I would have loved to have been in the writers’ room to see how they kept the main story, side quests, character arcs, and every other story element tight, interesting, and rewarding.
I would have loved to watch the team developing characters, polishing stories, and making your Light Side/Dark Side moral decisions mean something. Making sure the player is engaged in the player fantasy is the hook to keep people playing RPGs for hours and hours.
With KOTOR, BioWare took the reins of an IP currently known for awful prequels and bad dialogue and make it shine, capturing the original trilogy sense of fun and adventure. It must have been terrifying to look at a white board back then and realize, "Oh hell, we have to make a Star Wars game," but it doesn't show one bit.
5) The Return of the Obra Dinn
Remember the Hitchhiker’s Guide game from earlier. A text game? Made by two people? In the 1980s?
in 2018, Lucas Pope cosmically told the industry to hold his beer with The Return of the Obra Dinn, a mystery about a merchant ship that’s been missing for years suddenly turning up with its crew missing or reduced to bones and rags. You are an investigator sent to figure out what happened.
You have no witness. Just sparse clues, a notebook, and fragments of time captured via a pocket watch that can recreate a death the moment it happened. And that’s it. From there, you have to reverse engineer what happened on the ship and what become of the crew.
Oh, and I didn’t mention the art style? It's a stylized throwback to binary image monochrome graphics o games and Mac desktops from the 1980s.
And Lucas Pope did this all himself.
Okay, he had voice actors and localizers, but one person dreamed this up and put in the long, painful hours of trial and error to get this working, to make the puzzles work, to sort out what goes where and when.
In narrative development, there’s something called “edge cases,” which means you have to account for how and when the player will access a certain point on the map. You have to be sure that a quest you are working on doesn’t break another quest. Hopefully a bunch of designers and writers will do a lot of communicating to make sure nothing breaks.
Lucas didn’t have that. He had to keep this all straight in his head and go back to the drawing board when one crewman’s fate “broke” another’s. I would have loved to see how Lucas kept track of it all and how he kept his focus and cool while managing all the moving pieces. I reckon all of us could have learned something watching Lucas put it all together.

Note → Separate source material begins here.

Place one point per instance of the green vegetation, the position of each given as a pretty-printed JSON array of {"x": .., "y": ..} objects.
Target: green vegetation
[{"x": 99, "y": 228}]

I also bet he’s really good at Clue.
Here’s my breakdown of the five I picked:
- Two sci-fi (three if you count the time-bending pocket watch from Obra Dinn), two horror-action, one mystery.
- Three are first person.
- Three have modern graphics, one is deliberately retro, one is just text.
- All of them features guns being fired and options for NPCs and the player being killed.
- Four feature puzzles.
- Two have the option of different endings.
- Four have complex villain figures. Four have protagonists in way over their head.
- At least two have unreliable narrators.
- Four take place on Earth at some point
Based on this, I’ve come to the conclusion I need to work on a remake of this:
So, who has $100 million they can spare?